Dans l’Est du Tibet, sur des plateaux situés en moyenne à 4.500 m d’altitude avec des sommets à 6 000 mètres où, en février, la moyenne est de -18°C, -25°C le matin et parfois -35°C , le photographe Vincent Munier entraîne l’écrivain Sylvain Tesson dans sa quête de la panthère des neiges. Il l’initie à l’art délicat de l’affût, à la lecture des traces et à la patience nécessaire pour entrevoir les bêtes. En parcourant les sommets habités par des présences invisibles, les deux hommes tissent un dialogue sur notre place parmi les êtres vivants et célèbrent la beauté du monde.
Ce voyage a inspiré le livre de Sylvain Tesson La Panthère des neiges (Gallimard 2019), récompensé du Prix Renaudot 2019. L'adapation cinématographique réalisé
Avec Sylvain Tesson, Vincent Munier et Léo-Pol Jacquot, assistant-réalisateur, Marie Amiguet a fait deux séjours de trois semaines sur place (sans compter les voyages) en 2017 et 2019, filmant le célèbre photographe animalier sur les traces de la panthère.
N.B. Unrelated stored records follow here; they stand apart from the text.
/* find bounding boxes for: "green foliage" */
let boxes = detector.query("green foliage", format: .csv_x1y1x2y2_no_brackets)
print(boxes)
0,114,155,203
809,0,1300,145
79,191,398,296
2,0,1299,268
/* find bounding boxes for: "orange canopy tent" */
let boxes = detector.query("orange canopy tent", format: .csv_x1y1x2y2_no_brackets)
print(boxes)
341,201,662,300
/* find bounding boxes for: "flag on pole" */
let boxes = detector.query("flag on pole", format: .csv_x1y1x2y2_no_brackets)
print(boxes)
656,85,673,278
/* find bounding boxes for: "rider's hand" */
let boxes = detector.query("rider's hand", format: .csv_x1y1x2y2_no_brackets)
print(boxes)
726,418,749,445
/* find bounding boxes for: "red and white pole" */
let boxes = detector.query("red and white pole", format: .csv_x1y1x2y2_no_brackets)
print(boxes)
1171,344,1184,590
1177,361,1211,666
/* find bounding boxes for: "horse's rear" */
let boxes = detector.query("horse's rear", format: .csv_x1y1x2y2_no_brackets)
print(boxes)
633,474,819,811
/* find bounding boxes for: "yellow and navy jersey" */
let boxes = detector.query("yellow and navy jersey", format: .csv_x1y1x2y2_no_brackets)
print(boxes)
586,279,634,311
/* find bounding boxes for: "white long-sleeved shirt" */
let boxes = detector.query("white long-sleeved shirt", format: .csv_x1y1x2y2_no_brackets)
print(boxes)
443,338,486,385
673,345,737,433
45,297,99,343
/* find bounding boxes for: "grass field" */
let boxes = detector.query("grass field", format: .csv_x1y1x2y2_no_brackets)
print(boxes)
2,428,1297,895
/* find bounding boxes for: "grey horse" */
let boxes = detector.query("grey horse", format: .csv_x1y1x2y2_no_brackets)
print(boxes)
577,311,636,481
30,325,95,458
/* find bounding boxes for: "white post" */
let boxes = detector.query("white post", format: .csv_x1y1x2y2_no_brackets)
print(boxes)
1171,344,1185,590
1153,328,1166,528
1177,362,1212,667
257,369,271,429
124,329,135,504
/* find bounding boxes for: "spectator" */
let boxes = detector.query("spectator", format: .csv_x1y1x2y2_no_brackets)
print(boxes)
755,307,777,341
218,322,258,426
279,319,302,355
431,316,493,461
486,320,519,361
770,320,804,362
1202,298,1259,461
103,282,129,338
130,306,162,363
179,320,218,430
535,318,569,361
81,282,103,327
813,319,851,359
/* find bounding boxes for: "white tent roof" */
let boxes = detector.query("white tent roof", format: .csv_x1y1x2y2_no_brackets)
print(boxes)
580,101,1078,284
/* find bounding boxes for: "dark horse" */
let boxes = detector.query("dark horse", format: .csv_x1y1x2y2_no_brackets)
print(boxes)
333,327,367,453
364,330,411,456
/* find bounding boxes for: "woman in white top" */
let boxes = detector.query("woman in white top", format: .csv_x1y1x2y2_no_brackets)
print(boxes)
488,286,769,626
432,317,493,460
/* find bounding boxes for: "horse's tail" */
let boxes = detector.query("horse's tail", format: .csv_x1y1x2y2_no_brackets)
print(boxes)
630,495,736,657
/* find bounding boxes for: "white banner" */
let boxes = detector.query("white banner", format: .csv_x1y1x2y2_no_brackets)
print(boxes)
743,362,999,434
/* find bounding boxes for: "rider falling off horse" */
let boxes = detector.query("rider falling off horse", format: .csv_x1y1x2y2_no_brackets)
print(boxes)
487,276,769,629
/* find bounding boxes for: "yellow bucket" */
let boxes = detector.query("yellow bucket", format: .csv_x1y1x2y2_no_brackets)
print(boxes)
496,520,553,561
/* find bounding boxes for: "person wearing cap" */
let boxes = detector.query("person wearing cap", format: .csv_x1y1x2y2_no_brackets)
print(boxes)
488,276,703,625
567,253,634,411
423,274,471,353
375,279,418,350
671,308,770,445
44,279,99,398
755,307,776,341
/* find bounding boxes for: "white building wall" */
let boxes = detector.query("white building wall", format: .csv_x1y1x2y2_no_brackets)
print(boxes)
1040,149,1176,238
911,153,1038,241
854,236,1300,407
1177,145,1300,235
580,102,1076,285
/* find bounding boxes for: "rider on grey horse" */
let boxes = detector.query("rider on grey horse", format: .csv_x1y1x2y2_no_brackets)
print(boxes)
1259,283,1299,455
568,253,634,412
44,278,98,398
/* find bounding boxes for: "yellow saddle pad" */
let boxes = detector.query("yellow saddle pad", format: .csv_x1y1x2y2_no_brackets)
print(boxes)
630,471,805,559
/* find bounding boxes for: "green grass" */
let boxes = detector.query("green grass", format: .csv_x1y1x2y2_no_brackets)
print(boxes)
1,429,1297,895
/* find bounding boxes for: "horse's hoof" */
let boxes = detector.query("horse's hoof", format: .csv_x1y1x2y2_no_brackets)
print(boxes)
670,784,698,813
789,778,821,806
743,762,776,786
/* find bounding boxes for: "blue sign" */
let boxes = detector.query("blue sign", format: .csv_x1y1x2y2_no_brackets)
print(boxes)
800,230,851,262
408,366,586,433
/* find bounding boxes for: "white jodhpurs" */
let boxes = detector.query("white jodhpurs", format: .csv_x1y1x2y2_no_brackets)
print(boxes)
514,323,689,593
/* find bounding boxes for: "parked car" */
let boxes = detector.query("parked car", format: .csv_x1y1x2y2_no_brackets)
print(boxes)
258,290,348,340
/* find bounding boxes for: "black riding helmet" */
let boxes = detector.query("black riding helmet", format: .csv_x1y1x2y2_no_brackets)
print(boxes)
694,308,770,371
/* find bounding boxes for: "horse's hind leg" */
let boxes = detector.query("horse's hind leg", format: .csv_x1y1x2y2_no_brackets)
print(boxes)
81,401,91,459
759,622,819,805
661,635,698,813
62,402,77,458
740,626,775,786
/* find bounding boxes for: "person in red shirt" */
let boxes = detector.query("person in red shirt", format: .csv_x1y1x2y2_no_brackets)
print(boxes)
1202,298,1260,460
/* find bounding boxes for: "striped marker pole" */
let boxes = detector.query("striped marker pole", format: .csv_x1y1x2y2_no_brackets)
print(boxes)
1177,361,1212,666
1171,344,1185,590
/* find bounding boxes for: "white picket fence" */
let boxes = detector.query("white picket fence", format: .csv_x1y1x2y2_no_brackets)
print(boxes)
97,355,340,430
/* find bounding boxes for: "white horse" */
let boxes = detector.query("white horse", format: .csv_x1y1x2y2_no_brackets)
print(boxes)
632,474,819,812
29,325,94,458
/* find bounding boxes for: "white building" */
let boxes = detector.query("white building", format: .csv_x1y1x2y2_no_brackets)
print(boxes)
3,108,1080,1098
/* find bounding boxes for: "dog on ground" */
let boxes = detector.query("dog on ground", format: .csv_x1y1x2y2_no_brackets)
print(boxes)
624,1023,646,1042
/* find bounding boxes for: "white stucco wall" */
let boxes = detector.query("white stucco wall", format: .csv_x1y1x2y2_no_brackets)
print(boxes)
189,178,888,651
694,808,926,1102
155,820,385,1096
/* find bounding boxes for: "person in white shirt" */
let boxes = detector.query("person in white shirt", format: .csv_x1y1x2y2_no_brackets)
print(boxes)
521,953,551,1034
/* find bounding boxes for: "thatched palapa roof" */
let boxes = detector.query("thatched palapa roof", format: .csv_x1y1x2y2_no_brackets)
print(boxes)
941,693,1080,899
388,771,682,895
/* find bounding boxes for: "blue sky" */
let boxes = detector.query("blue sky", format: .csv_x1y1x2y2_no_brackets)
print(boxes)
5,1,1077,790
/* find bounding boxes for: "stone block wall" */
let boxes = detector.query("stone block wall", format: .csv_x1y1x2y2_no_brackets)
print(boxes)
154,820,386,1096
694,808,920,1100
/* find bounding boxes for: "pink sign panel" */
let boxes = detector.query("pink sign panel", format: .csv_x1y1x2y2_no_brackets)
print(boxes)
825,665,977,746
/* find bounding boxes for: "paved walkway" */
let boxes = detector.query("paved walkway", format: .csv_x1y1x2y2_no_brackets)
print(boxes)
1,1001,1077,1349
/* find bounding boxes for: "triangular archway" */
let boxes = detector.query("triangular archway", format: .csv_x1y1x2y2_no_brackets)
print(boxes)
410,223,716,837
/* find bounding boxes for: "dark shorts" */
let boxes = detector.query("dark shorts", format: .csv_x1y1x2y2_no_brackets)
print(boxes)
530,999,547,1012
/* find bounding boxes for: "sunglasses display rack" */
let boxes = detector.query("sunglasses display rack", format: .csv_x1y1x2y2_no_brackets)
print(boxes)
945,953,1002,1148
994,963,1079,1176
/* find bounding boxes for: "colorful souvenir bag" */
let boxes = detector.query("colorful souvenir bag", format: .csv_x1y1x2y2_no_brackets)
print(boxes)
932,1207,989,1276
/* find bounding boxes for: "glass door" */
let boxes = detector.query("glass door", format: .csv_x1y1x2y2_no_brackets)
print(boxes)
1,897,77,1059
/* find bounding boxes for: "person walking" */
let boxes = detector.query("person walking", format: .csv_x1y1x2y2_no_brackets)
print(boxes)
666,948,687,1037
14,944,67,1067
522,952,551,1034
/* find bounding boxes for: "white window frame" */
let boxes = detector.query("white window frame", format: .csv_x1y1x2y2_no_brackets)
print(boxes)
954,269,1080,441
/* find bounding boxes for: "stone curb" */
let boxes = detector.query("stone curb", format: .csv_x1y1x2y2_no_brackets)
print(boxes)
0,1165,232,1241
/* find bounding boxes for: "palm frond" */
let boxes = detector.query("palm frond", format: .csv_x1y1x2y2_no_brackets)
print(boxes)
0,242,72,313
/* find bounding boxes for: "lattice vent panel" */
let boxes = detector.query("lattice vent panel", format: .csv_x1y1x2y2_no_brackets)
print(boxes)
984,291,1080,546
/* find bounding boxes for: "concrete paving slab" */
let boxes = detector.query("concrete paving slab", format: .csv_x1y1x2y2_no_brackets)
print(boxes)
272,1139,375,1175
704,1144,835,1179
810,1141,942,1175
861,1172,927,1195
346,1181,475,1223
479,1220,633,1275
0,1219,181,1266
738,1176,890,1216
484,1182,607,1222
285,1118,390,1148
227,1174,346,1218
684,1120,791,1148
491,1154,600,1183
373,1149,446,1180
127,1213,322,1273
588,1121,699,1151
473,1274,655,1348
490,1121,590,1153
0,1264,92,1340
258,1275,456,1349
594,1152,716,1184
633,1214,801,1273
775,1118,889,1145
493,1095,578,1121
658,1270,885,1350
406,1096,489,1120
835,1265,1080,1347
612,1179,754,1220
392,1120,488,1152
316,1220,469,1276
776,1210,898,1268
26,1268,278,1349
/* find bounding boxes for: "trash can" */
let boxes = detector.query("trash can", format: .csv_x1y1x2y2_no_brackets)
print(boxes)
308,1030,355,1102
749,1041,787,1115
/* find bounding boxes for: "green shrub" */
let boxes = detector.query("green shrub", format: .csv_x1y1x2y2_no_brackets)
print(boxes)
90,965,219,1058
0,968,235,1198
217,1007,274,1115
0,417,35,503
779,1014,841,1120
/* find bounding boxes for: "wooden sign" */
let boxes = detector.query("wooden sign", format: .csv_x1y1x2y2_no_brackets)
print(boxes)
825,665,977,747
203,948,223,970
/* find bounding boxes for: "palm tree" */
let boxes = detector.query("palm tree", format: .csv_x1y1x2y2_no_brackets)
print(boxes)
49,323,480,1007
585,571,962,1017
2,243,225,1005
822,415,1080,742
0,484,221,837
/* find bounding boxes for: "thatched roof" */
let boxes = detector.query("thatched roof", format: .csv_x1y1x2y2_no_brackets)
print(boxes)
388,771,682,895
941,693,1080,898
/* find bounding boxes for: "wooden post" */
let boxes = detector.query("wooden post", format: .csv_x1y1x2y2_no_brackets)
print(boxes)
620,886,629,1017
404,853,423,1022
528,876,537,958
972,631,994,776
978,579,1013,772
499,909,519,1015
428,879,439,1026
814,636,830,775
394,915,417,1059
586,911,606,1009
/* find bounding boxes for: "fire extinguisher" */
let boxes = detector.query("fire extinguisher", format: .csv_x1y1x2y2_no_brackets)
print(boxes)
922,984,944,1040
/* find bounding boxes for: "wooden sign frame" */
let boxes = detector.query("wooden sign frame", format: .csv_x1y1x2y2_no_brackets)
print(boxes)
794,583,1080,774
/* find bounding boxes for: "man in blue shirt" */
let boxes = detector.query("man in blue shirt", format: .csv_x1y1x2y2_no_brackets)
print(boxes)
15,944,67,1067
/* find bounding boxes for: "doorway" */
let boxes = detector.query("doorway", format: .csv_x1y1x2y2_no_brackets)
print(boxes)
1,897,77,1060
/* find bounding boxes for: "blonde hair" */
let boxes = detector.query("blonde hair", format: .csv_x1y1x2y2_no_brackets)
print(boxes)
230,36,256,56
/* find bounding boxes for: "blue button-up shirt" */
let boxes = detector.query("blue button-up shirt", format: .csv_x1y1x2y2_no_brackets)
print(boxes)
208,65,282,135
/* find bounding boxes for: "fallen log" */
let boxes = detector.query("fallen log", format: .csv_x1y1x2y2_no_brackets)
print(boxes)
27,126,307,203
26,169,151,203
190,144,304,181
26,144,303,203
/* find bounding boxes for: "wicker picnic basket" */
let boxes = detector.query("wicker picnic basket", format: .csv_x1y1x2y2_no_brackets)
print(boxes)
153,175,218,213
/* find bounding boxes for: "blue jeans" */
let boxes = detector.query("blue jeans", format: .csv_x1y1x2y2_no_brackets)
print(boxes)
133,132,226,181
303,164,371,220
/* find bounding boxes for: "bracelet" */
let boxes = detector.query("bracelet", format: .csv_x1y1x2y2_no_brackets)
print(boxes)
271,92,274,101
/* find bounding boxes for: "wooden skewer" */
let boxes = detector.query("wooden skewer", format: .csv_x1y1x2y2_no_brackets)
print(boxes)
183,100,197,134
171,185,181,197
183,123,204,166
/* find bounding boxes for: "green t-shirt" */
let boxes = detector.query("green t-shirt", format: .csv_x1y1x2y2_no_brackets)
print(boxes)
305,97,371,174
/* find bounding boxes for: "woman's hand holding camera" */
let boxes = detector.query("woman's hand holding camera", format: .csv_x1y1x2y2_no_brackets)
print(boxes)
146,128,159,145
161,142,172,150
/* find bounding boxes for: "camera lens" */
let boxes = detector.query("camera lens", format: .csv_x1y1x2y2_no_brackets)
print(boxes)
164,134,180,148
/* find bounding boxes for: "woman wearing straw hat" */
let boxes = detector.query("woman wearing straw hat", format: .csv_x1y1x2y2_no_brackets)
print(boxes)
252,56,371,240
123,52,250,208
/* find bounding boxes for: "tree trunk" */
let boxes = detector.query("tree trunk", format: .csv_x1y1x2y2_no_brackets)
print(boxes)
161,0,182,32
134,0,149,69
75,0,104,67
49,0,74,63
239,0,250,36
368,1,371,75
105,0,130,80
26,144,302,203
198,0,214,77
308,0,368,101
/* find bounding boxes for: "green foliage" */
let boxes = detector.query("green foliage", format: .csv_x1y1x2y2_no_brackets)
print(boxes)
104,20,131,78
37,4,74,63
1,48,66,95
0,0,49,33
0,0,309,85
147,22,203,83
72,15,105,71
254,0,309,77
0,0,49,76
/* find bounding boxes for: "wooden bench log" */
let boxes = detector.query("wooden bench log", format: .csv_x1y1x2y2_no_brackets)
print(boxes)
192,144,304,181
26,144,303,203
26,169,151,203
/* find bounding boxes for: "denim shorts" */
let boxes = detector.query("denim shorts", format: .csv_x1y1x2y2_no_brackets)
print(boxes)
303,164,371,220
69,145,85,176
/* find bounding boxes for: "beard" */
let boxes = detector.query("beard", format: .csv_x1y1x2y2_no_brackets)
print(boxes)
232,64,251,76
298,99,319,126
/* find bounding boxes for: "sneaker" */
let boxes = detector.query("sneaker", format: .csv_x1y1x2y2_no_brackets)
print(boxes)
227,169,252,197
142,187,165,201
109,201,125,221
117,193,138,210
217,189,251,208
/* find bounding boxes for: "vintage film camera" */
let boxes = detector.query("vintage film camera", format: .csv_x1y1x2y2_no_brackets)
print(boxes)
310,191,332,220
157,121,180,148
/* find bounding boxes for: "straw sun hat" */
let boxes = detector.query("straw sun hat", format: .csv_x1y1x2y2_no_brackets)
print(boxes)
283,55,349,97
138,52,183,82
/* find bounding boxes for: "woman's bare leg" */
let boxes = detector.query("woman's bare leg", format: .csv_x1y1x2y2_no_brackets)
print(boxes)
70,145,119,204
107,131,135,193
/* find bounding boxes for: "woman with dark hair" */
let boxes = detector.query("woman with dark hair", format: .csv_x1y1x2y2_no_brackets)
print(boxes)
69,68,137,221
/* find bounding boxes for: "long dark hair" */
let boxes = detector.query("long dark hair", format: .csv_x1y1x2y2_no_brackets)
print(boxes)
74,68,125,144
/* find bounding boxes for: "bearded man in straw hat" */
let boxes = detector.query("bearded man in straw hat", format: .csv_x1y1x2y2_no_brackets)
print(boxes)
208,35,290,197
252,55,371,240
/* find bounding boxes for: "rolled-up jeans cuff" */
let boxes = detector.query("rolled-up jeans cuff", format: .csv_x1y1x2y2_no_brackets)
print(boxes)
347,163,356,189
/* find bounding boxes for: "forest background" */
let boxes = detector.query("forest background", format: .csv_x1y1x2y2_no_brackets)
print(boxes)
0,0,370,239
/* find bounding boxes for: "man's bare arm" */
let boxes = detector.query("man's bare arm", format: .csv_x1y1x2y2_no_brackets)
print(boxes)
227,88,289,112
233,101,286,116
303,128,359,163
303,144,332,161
C'est aussi une rencontre « au sommet » entre l’écrivain à la faconde facile et Vincent Munier, le silencieux maître de l’affût qui avait rapporté beaucoup de matière lors de ses précédents voyages au Tibet. Ont été rajoutés quelques plans réalisés pendant le deuxième séjour, en particulier pour la scène des ours. La réalisatrice s'attache à filmer les deux aventuriers notamment quand l’appareil de Vincent photographie les images animalières. S'intercale une rencontre des nomades mais le questionnement principal est la prise de conscience du peu de place qu’on laisse aujourd’hui au monde sauvage.
L'apparition de la panthère des neiges joue presque contre le film. Elle fait partie de ces espèces si emblématiques qu’elles pourraient occulter toutes les autres. D’où le choix du dernier plan, qui se porte sur un simple petit rouge-queue, afin de rappeler que la faune doit être préservée dans son intégralité. Reste que ce félin impassible, qui observe de haut sans se manifester, fait figure de vigie silencieuse au sommet d’un monde qui s’abîme. Elle est l’emblème de toute cette diversité (animale, mais aussi culturelle) qui disparaît, entraînée dans les bouleversements de notre époque.
Les yacks et les ours donnent aussi lieu aux réflexions de SylvainTesson : "C’étaient des totems envoyés par-delà les âges, ils étaient lourds, puissants, silencieux, immobiles, si peu modernes. C’étaient les vaisseaux du temps arrêté. La préhistoire pleurait et chacune de ses larmes était un yack [...] Voir une bête sauvage revenait à coller son œil à un judas magique. C’était la vue d’un monde que nous pouvions étudier, photographier, décrire, comprendre peut-être, détruire sûrement, mais avec qui il nous était interdit de communiquer depuis que le destin nous avait expulsés de cet âge d’or où bêtes, hommes et dieux menaient une conversation commune [...] Ces heures de vigie se situaient aux antipodes de mon carnaval de voyageur. Jusqu’alors je butinais mes passions désordonnées et menais le train d’une vie hâtive. Je multipliais les voyages, sautant de l’avion pour prendre le train et glapissant de conférence en conférence que l’homme aurait tout intérêt à cesser de s’agiter"" comme de Vincent Munier : " C’est vraiment des respirations d’aller dans des endroits comme ça. C’est un peu une fuite, finalement. Avec ces voyages je vais dans une nature qui n’a pas été bouleversée… Où l’homme n’a pas encore mis sa grosse griffe. Autour de ma maison, l’évolution est hallucinante, en l’espace de vingt ans. On n’a aucunement respecté le vivant. Ne serait-ce qu’un bel arbre, un chêne qui trône au milieu d’un champ, les haies… J’ai pu voir que tout s’est détérioré. C’est un sentiment assez viscéral […]. Quand tu vois que le monde part en décrépitude, c’est intérieur, ça te fait super mal."